Pahu: Now … we need to see if He has revealed Himself to us. In the Holy Bible there are hundreds of prophecies given by God who is speaking in the first person. In both Bible and secular history we find that those prophecies have been accurately fulfilled. No other writing on earth comes close to doing this! Only God can accurately reveal the future…
PGB: I’d be interested to see any of these prophesies provided (a) it can be proven that they were written before the event they apparently predict (ie existing early text – carbon dated or something) and (b) they don’t rely on the bible for their confirmation. But again, if you have it, I’d love to see it.

Pahu: He is not subject to His creation. He created it and sustains it. It is a mistake to judge God by human standards and human perspectives. God reveals that He is omnipotent, omniscient and omnipresent.
PGB: If that’s the case I’m not sure why you feel you’ve got a basis to use science to disprove evolution.

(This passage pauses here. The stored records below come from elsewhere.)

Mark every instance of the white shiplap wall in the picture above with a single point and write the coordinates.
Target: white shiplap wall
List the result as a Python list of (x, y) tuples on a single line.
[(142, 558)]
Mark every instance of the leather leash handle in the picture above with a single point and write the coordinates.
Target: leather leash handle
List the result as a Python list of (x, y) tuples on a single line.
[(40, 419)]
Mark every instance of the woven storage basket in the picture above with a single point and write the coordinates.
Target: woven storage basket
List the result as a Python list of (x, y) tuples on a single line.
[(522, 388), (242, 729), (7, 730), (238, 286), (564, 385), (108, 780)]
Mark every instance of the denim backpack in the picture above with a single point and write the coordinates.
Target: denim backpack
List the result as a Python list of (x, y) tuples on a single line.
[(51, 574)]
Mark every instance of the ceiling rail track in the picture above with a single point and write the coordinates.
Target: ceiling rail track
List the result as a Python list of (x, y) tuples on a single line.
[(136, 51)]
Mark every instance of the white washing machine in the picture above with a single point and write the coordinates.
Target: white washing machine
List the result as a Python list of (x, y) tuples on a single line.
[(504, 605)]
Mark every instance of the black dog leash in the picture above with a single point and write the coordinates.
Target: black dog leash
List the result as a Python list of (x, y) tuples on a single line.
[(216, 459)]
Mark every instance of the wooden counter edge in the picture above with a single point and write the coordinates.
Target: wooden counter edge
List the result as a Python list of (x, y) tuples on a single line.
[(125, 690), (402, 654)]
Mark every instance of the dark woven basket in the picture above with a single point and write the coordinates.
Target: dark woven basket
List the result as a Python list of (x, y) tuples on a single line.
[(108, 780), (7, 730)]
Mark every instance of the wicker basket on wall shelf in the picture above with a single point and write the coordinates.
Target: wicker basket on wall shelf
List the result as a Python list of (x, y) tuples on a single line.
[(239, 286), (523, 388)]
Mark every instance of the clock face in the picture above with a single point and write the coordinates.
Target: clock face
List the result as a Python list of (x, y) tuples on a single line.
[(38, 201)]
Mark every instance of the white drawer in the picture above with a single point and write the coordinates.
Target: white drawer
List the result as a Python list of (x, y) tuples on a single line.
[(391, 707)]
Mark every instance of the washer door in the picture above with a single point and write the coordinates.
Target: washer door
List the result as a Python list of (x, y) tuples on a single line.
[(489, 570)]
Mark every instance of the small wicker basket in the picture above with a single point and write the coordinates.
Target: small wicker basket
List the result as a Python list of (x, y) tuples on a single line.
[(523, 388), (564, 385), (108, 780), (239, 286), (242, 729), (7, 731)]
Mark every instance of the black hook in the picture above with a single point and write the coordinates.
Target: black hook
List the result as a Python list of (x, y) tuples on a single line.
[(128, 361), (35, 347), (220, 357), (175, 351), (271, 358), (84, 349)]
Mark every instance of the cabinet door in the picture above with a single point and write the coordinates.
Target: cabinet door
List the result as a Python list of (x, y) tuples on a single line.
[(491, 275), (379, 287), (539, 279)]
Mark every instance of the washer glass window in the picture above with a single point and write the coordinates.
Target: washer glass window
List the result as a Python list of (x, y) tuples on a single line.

So in closing I’d have to reiterate, disproving evolution doesn’t prove God. Science is about drawing conclusions from observation, not making your observations fit your conclusion. I’m not sure why you feel it so important to show evidence of the falsehood of evolution anyway. I thought you found God through faith, and to try and prove His existence is a sin. Did you have a crisis of faith that put you on this path Pahu? I love that you’ve written a book and put it out there, I admire that passion and attention.